I've been fighting trying to understand tidyeval
and the use of quo
, quos
, sym
, !!
, !!!
and the like. I made some attempts, but couldn't generalize my code so it accepts a vector of columns and applies text processing to those columns on a dataframe.

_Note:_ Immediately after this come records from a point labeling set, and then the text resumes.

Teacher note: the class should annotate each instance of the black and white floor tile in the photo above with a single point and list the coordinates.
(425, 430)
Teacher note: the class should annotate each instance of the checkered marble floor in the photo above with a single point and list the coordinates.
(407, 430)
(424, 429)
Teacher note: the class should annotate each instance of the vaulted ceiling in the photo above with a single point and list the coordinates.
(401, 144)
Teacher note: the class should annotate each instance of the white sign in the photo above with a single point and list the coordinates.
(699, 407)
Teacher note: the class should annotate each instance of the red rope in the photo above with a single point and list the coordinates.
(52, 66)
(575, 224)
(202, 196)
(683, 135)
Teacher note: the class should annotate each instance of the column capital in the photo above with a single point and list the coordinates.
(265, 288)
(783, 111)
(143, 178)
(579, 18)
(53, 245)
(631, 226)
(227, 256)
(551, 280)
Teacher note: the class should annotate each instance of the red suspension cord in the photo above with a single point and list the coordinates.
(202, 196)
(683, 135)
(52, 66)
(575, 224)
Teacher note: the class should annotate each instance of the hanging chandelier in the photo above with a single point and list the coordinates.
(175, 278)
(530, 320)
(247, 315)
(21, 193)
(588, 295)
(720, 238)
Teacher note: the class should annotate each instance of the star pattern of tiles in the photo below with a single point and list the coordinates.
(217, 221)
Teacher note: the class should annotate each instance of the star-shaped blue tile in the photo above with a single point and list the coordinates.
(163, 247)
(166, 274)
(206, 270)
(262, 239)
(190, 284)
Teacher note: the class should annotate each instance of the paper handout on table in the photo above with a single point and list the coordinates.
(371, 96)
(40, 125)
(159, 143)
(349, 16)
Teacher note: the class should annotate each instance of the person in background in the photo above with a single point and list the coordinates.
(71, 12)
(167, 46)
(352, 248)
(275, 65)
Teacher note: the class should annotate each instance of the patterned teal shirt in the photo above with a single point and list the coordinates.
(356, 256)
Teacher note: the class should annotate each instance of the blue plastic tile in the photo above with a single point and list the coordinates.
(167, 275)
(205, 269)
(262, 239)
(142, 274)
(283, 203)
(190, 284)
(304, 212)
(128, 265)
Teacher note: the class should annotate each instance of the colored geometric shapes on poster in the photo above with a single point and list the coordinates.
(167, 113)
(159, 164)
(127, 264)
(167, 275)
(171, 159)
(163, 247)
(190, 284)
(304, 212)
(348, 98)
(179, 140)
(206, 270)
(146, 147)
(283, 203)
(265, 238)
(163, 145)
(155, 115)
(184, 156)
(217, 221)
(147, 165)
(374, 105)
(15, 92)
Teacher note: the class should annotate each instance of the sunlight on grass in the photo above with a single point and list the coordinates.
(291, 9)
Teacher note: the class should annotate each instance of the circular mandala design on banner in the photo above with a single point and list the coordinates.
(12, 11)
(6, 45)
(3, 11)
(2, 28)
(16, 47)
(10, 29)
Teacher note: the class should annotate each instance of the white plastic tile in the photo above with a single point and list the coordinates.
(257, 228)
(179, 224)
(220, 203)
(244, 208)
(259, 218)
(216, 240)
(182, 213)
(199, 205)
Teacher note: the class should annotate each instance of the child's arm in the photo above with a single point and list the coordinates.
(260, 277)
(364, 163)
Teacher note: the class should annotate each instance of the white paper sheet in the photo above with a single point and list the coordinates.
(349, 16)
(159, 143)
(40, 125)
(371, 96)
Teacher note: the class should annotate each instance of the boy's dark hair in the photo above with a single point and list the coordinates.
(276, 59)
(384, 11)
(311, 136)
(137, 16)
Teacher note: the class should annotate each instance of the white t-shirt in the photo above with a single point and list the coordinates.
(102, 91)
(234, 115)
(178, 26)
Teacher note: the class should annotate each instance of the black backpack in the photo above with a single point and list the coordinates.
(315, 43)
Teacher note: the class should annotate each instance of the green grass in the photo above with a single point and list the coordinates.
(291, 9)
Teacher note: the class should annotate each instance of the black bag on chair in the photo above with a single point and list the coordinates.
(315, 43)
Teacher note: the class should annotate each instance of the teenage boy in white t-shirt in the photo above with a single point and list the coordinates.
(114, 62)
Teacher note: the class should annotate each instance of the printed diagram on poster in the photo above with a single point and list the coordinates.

My dataframe looks like this:
ocupation tasks id
Sink Cleaner Cleaning the sink 1
Lion petter Pet the lions 2
And my code looks like this:
stopwords_regex = paste(tm::stopwords('en'), collapse = '\\b|\\b')
stopwords_regex = glue('\\b{stopwords_regex}\\b')
df = df %>% mutate(ocupation_proc = ocupation %>% tolower() %>%
stringi::stri_trans_general("Latin-ASCII") %>%
str_remove_all(stopwords_regex) %>%
str_remove_all("[[:punct:]]") %>%
str_squish(),
tasks_proc = tasks %>% tolower() %>%
stringi::stri_trans_general("Latin-ASCII") %>%
str_remove_all(stopwords_regex) %>%
str_remove_all("[[:punct:]]") %>%
str_squish())
Which brings something like this:
ocupation tasks id ocupation_proc tasks_proc
Sink Cleaner Cleaning the sink 1 sink cleaner cleaning sink
Lion petter Pet the lions 2 lion petter pet lions
I'd like to turn this into a function process_text_columns(df, columns_list, new_col_names)
Where in this case df=df
, columns_list=c('ocupation', 'tasks')
and new_col_names=c('ocupation_proc', 'tasks_proc')
, (new_col_names
might not even be necessary if I can do something like glue({colname}_proc)
to name the new columns). From what I've gathered I'd need to use across
, sym
, quos
and maybe !!!
to generalize the function but anything I've tried has failed. Do you have any ideas?
Thanks